Como consta da factualidade provada constante das alíneas j) e l) e m) e n), só em 2017 foi apontada a falta dos documentos de suporte das contas apresentadas pelo Recorrente nos anos em que foi administrador; ou seja, dois anos após o Recorrente ter cessado a sua administração e deixado de ter em seu poder os documentos do condomínio.

XXIX.

Note-se que na assembleia geral de 2016 que ocorreu em 27 de outubro, (cfr.
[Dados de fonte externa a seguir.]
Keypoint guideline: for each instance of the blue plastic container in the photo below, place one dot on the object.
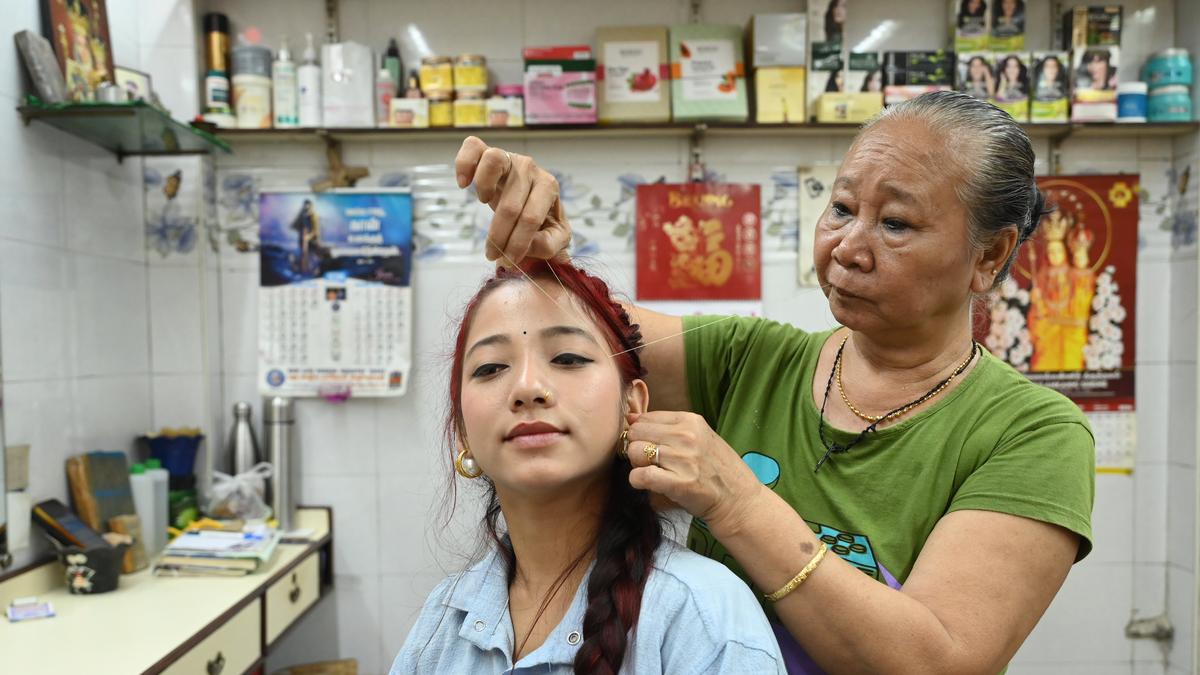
(1170, 103)
(1168, 67)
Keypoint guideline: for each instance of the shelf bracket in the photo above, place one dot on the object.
(331, 28)
(696, 168)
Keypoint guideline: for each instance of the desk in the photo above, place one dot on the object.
(185, 625)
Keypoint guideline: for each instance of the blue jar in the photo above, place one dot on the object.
(1169, 67)
(1170, 103)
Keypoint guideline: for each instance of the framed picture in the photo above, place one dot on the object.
(78, 30)
(135, 83)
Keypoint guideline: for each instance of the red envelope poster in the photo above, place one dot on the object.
(1066, 316)
(699, 242)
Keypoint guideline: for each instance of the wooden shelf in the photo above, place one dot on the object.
(1054, 131)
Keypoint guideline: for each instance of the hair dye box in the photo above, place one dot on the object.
(1050, 101)
(1012, 93)
(633, 75)
(708, 73)
(971, 23)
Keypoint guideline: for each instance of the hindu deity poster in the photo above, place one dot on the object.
(699, 242)
(1066, 315)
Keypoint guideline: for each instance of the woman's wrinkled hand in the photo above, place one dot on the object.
(528, 219)
(694, 467)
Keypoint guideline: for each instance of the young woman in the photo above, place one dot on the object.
(546, 376)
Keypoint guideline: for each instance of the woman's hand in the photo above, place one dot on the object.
(695, 469)
(528, 219)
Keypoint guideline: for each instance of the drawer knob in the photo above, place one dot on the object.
(294, 593)
(216, 664)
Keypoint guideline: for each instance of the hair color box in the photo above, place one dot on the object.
(976, 75)
(707, 73)
(778, 40)
(1093, 75)
(827, 72)
(827, 21)
(633, 75)
(1007, 25)
(1012, 93)
(1091, 27)
(849, 107)
(1050, 87)
(972, 24)
(779, 95)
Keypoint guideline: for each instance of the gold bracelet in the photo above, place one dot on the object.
(799, 578)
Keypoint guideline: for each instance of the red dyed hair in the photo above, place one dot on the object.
(630, 530)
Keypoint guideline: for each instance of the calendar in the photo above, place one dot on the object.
(1116, 440)
(335, 293)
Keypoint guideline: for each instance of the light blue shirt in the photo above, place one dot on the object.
(696, 617)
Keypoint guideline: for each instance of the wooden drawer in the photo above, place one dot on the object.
(231, 650)
(292, 595)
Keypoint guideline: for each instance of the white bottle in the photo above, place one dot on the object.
(309, 76)
(283, 76)
(385, 90)
(161, 478)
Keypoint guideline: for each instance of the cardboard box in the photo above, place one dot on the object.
(559, 85)
(971, 23)
(934, 67)
(1091, 27)
(849, 107)
(778, 40)
(633, 75)
(976, 75)
(1051, 87)
(707, 73)
(1012, 93)
(1007, 25)
(827, 72)
(779, 95)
DOC 6 junto com a PI) o administrador que apresentou contas de 2015, as quais não foram aprovadas, nunca refere a falta dos documentos do condomínio, e só em agosto de 2017 (cfr. factos provados sob as alíneas r), s), t) e x)) é questionado o Recorrente assim como o administrador que lhe sucedeu, o senhor BB, sobre a localização dos documentos.

XXX.

Ou seja, não existe nenhuma contradição entre os fatos provados nas alíneas i), n) e j), l), m), p) e os JJ) e LL) que permitisse a eliminação pura e simples desta factualidade provada.

XXXI.

Cabia ao Recorrido alegar e provar qual era a divergência entre as contas e os saldos bancários e não só alegar que haveria uma divergência.

XXXII.

Para cumprir o ónus de alegação e prova que sobre si impendia, mercê do disposto nos artigos342.ºe 483.º do Código Civil, era absolutamente necessário que o Recorrido tivesse alegado e demonstrado a medida dessa divergência.

XXXIII.

Nomeadamente, para que pudesse ser julgada procedente a ação, o Recorrido teria de ter alegado - o que não fez - que os pagamentos referidos na alínea b) dos factos provados, bem como as transferências, importavam um deficit nas contas do condomínio.

XXXIV.

Ou seja, o Recorrido teria de identificar concretamente qual montante em falta para se poder concluir, como impropriamente se refere no Acórdão recorrido, um desfalque.

XXXV.

Ora, analisada toda a prova produzida nunca se alcança que o valor do pedido esteja em falta quer nas contas do condomínio, quer nas contas prestadas e aprovadas, quer ainda nos saldos bancários.

XXXVI.

O Recorrido em momento algum alega qual era o valor de receita do condomínio nos anos de 2011, 2012, 2013, 2014, ou 2015.

XXXVII.

Muito menos alega- nem tal consta dos factos provados e não aprovados - qual foi o saldo apurado em cada um destes anos.

XXXVIII.

Também não alega, nem demonstra, que somando ao saldo bancário inicial (janeirode2011) as cotizações dos condóminos e deduzindo as despesas, está em falta nas contas bancarias o valor em que o Recorrente foi condenado.

XXXIX.

Os valores que constam de contas aprovadas em assembleia geral e não impugnadas, nunca são referidos pelo Recorrido.

XL.

Diz-se no douto Acórdão recorrido que não está demonstrado que as transferências bancárias e pagamentos elencados em p) e u) tenham sido efetuados para suportar de despesas de administração do condomínio, o que deveria ter ocorrido, ainda que fossem quantias muito pequenas.

XLI.

Acontece que as contas do condomínio foram aprovadas e nestas constam as despesas efetuadas.

XLII.

Em maio de 2015, o Recorrente deixou a administração do condomínio e, como tal, a documentação ficou ao cuidado das administrações subsequentes. E caberia ao Recorrido alegar e demonstrar que os pagamentos e transferências efectuadas não o foram em benefício do condomínio (cfr. artigo 342.ºdo Código Civil).

XLIII.

E mesmo que assim não fosse, tendo desaparecido os documentos de suporte da contabilidade, esse facto não pode ser valorado contra o Recorrente como se faz no douto Acórdão recorrido, mas sim valorado contra quem tinha a disponibilidade legal, e de facto, os documentos e a obrigação de conservar a documentação, e que é o Recorrido(artigo 344.ºdoCódigoCivil).

XLIV.

Discorre-se no douto Acórdão recorrido sobre o bloqueio da conta do...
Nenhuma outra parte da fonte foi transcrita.